Seperti yang gue tulis sebelumnya, salah satu harapan gue dari solo trip ke Bangkok minggu lalu adalah kepingin punya me time, supaya gue bisa berpikir lebih jernih tanpa terdistorsi omongan-omongan orang lain tentang hidup yang gue jalani. Harapan gue, saat pulang, stres gue sudah hilang, hati gue lebih lapang, dan gue mulai bisa menyelesaikan rentetan masalah gue, satu per satu.
Lalu bagaimana hasilnya? Berhasilkah?
Selama di Bangkok, boro-boro gue punya waktu untuk merenung. Waktu gue sebagian besar habis untuk belanja, makan, belanja lagi, nonton show, abis itu belanja lagi… Bahkan saat sedang duduk di dalam skytrain pun, otak gue selalu sibuk dengan berbagai hal. Sibuk mengamati gaya berpakaian orang Thailand, sibuk mengamati pemandangan di luar jendela, sibuk mikir nanti di blog gue mau nulis apa, atau tentu saja, sibuk berpikir, “Ini gue nggak nyasar kan ya? Nggak salah ambil kereta? Stasiun yang gue tuju udah kelewatan belum ya?”

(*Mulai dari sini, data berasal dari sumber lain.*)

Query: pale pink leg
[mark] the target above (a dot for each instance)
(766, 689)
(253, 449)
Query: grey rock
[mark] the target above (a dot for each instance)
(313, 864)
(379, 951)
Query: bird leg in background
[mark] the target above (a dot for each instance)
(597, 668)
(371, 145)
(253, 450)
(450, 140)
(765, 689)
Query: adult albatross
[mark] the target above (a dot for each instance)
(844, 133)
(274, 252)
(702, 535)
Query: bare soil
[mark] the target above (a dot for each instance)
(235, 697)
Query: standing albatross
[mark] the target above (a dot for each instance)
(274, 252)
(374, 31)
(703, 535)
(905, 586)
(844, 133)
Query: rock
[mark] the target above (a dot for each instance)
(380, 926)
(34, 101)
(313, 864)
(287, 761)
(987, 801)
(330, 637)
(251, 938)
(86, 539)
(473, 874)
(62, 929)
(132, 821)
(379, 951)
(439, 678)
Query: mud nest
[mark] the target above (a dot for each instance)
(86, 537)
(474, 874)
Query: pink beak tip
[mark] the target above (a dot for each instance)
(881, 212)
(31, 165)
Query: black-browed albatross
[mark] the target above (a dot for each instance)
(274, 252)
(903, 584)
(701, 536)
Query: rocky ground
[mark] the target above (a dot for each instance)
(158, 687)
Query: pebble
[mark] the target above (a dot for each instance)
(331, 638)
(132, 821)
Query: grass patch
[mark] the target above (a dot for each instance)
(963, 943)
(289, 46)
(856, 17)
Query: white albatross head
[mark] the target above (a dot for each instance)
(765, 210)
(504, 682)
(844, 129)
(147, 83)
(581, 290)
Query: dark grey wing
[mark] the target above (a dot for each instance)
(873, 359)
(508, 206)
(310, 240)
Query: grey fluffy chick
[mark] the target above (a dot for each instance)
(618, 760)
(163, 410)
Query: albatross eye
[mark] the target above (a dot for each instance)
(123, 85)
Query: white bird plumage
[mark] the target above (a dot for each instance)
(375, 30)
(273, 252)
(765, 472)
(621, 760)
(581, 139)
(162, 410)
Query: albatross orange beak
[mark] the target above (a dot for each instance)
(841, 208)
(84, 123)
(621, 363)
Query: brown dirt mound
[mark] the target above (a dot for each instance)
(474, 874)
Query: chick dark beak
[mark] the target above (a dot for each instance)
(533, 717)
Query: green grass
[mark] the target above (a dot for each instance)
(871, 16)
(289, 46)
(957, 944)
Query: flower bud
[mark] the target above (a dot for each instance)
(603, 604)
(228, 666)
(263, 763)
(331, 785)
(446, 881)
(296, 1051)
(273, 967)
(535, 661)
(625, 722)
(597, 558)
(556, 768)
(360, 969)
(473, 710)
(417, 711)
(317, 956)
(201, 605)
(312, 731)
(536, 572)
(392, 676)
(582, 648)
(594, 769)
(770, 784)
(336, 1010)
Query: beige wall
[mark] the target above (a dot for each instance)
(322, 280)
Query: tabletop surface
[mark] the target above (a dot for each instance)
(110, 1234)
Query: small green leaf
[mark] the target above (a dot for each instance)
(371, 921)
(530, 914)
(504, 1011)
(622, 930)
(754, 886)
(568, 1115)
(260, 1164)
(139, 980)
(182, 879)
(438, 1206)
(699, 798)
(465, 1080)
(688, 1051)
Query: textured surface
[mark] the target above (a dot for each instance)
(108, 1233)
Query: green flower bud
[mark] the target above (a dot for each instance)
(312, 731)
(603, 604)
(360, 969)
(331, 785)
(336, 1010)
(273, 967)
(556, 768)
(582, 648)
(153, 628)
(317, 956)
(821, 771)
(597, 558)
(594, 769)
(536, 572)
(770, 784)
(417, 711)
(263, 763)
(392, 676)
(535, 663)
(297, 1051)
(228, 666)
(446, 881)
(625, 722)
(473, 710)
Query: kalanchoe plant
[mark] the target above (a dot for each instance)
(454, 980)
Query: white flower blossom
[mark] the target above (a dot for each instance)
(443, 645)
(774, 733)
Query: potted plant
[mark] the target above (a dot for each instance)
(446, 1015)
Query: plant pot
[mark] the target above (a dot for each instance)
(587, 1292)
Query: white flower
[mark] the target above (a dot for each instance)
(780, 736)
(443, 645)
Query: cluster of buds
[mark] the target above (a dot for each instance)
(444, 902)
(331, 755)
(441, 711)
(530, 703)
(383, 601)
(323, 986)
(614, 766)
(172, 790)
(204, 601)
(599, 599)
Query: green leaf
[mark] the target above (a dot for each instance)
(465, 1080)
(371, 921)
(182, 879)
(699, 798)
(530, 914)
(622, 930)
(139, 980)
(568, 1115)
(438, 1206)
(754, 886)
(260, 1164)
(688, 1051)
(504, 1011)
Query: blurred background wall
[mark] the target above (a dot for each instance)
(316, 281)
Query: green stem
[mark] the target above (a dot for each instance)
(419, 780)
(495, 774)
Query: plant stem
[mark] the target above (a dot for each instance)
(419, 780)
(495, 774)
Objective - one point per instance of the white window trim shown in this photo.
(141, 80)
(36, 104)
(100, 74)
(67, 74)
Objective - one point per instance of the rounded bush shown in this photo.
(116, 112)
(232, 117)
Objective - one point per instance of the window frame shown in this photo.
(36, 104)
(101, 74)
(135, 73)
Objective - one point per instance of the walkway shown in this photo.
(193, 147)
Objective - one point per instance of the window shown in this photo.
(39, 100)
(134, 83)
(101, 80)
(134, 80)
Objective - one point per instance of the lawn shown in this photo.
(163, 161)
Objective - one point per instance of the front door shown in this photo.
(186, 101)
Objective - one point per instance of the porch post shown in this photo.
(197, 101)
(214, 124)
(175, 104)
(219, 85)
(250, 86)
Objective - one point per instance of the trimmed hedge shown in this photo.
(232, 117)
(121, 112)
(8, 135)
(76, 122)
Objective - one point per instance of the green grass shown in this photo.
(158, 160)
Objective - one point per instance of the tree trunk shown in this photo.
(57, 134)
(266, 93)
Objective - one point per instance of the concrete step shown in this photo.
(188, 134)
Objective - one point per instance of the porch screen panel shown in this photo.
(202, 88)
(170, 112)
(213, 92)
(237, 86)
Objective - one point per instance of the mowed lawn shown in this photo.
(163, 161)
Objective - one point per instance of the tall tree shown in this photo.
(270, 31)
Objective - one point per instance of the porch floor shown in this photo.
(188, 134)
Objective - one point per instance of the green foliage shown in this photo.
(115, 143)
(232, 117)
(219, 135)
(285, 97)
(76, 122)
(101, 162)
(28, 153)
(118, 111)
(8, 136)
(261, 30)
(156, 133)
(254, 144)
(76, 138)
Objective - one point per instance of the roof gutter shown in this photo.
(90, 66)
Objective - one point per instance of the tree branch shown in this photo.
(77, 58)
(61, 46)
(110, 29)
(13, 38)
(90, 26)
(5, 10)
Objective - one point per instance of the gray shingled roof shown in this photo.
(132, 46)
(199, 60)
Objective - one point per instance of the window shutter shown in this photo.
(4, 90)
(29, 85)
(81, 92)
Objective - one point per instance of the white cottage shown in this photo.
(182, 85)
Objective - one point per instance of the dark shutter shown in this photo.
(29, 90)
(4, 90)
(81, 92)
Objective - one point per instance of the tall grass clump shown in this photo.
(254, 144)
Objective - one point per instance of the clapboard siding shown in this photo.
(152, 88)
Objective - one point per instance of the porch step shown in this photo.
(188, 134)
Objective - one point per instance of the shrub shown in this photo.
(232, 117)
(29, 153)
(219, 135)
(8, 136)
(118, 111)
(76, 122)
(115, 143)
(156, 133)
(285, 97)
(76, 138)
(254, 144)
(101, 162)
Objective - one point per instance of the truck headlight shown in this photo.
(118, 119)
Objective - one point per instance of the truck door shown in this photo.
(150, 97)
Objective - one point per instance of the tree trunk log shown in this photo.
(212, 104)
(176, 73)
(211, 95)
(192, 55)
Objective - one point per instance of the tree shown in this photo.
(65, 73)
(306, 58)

Seriously, I had no time to think about my problems, not either the reality I had to face after the trip was over. I really enjoyed every minute of it. Bahkan saat nyasar pun, gue sibuk berpikir, “Ah, sial, gue salah pilih hotel! Hotel yang ini kelihatan lebih mewah, atau hotel yang itu lebih deket ke stasiun skytrain…” Atau itu tadi, sibuk merangkai kata dalam kepala soal petunjuk jalan yang akan gue sharing di blog supaya para pembaca nggak bakal nyasar kayak gue, hehehehe.
Barulah saat hari terakhir gue di Bangkok, saat gue duduk diam di dalam taksi menuju bandara… gue kembali teringat, bahwa masa ‘hibernasi’ gue akan segera berakhir. Gue pun mulai sibuk memikirkan langkah-langkah yang harus gue ambil. Dan anehnya, solusi yang muncul di kepala gue sebetulnya masih sama dengan solusi yang pernah terlintas di benak gue sejak jamannya masih di Jakarta. Lho, kalo begitu sih, gue tetep nggak dapet inspirasi apa-apa dong dari perjalanan gue itu?
Pada titik itulah gue menyadari… solo trip tidak akan mengubah keadaan. Pergi liburan tidak akan mengubah sikap orang-orang yang menyakiti perasaan gue. Tidak pula membuat mereka jadi bisa memahami isi hati gue. Orang-orang juga akan tetap selalu sibuk dengan komentar-komentar mereka. Dan apapun yang memang ditakdirkan untuk terjadi, suka tidak suka, siap tidak siap, akan tetap terjadi dan akan tetap harus gue hadapi.
However, since everything happens for a reason, at least that solo trip has made me learn that whatever happens in life, I will always survive even if I’m all alone. Gue pun kembali teringat dengan mimpi-mimpi yang belum berhasil gue wujudkan, dan teringat bahwa pada dasarnya, gue hanya bisa mengandalkan diri gue sendiri untuk meraih semua impian itu. Sama seperti Bangkok trip gue… Gue kepingin liburan, tapi nggak ada satupun teman yang bisa diajak pergi dadakan. I wanted this so bad, so if I had to go there by myself, then be it. Lalu hasilnya? It was one of the best trips in my whole life.
Gue bersyukur punya begitu banyak sahabat yang mengisi perjalanan hidup gue. Terkadang saat melihat betapa baiknya mereka sama gue, gue suka bertanya-tanya di dalam hati, “What kind of good deeds I’ve ever done that makes me deserve this?” But again… no matter how many great people I have around me, there is still some times when everything I have is simply just me. All those dreams, my future life, the way I live my life… it all depends on me. Yes, it’s all on me, because finally… life is a solo trip.